What is the expected number of dice one needs to roll to get 1,2,3,4,5,6 in order?

Question

If I have a fair die and throw it until I get a run of 1,2,3,4,5,6 in order, how many times on average must I throw the dice?

Answer 1

Let's write

• $a = $ expected throws to succeed with no useful throws recently
• $b = $ expected throws to succeed with 1 recently
• $c = $ expected throws to succeed with 1,2 recently
• $d = $ expected throws to succeed with 1,2,3 recently
• $e = $ expected throws to succeed with 1,2,3,4 recently
• $f = $ expected throws to succeed with 1,2,3,4,5 recently
• $g = $ expected throws to succeed with 1,2,3,4,5,6 recently

then

• $g = 0$
• $f = 1 + \frac16 g + \frac16 b + \frac46 a$
• $e = 1 + \frac16 f + \frac16 b + \frac46 a$
• $d = 1 + \frac16 e + \frac16 b + \frac46 a$
• $c = 1 + \frac16 d + \frac16 b + \frac46 a$
• $b = 1 + \frac16 c + \frac16 b + \frac46 a$
• $a = 1 + \frac16 b + \frac56 a$

so

• $a = 6 + b$
• $\frac16 b + \frac46 a = 4 + \frac56 b $
• $b = 30 + c$
• $\frac16 b + \frac46 a = 29 + \frac56 c $
• $c = 180 + d$
• $\frac16 b + \frac46 a = 179 + \frac56 d $
• $d = 1080 + e$
• $\frac16 b + \frac46 a = 1079 + \frac56 e $
• $e = 6480 + f$
• $\frac16 b + \frac46 a = 6479 + \frac56 f $
• $f = 38880 + g$

i.e.

• $a = 6 + 30 + 180 + 1080 + 6480 + 38880 + 0 = 46656$

So the answer is $46656$.

This is $6^6$ so the "obvious solution" turns out to be correct and there is probably a quicker way.

Answer 2

For each $k\geqslant6$, call $x_k$ the six last positions occupied at time $k$. Introduce $t_0=0$ and, for each $n\geqslant1$, $t_n$ the $n$th time when the word 123456 got completed, that is, $t_n$ denotes the $n$th visit to 123456 of the process $(x_k)_{k\geqslant6}$. The question asks for $\mathrm E(t_1)$.

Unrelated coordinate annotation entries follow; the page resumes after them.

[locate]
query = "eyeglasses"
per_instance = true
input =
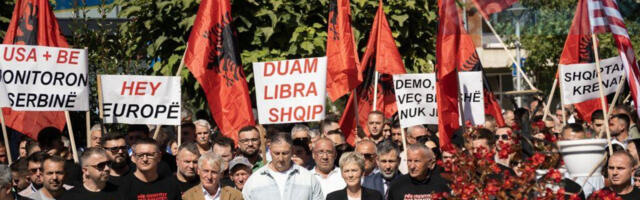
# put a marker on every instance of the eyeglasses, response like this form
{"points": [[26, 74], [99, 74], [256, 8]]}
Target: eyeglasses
{"points": [[101, 166], [503, 137], [248, 140], [148, 155], [117, 149]]}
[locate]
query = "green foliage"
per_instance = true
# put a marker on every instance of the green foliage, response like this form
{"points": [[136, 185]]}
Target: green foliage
{"points": [[271, 30]]}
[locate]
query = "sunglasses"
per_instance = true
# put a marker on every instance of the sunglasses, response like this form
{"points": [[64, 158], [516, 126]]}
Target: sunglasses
{"points": [[116, 149], [102, 165], [503, 137]]}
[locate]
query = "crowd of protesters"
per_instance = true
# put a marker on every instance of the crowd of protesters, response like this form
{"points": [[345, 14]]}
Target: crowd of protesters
{"points": [[303, 161]]}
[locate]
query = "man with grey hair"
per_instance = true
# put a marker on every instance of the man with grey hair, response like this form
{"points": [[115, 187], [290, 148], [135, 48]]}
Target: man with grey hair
{"points": [[281, 179], [210, 171], [329, 176], [5, 183], [414, 134], [388, 161], [95, 135], [187, 161], [420, 181], [95, 176], [203, 132]]}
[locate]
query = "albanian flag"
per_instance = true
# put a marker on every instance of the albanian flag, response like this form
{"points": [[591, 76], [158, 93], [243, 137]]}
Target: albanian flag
{"points": [[578, 49], [213, 57], [33, 23], [383, 56], [342, 57]]}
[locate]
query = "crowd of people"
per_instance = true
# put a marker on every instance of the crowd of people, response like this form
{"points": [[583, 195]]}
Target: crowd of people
{"points": [[304, 161]]}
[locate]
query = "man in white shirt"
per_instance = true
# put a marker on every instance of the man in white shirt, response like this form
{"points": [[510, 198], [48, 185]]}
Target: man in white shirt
{"points": [[329, 176]]}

Note that the sequence $(t_{n+1}-t_{n})_{n\geqslant0}$ is i.i.d. and distributed like $t_1$. This step uses the fact that after a completion of 123456 one must start to build a new occurrence entirely anew, that is, that no nontrivial suffix of 123456 is also a prefix of 123456. (Otherwise, $(t_{n+1}-t_{n})_{n\geqslant1}$ would be i.i.d. but with a different distribution than $t_1$, more precisely, the distribution of $t_{n+1}-t_n$ for every $n\geqslant1$ would be strictly dominated by the distribution of $t_1$, in particular, for every $n\geqslant1$, one would have $\mathrm E(t_1)\gt\mathrm E(t_{n+1}-t_n)$. In the present case, $\mathrm E(t_1)=\mathrm E(t_{n+1}-t_n)$.)

The process $(x_k)_k$ performs a random walk on the regular directed graph with $N=6^6$ vertices where every vertex 1u is linked to the six vertices u1, u2, ..., to u6, for every given 5-letters word u. The out-degree and the in-degree of every vertex being all equal to 6, the stationary distribution of the Markov chain is uniform, in particular the weight of 123456 is $w=1/N$.

By the law of large numbers for ergodic Markov chains, the asymptotic proportion of time spent at 123456 is almost surely $w$, that is, $t_n=(n/w)+o(n)$ almost surely. By the law of large numbers for i.i.d. sequences, $t_n=n\mathrm E(t_1)+o(n)$ almost surely.

Comparing these two expressions, one gets $\mathrm E(t_1)=1/w=N=6^6=46656$.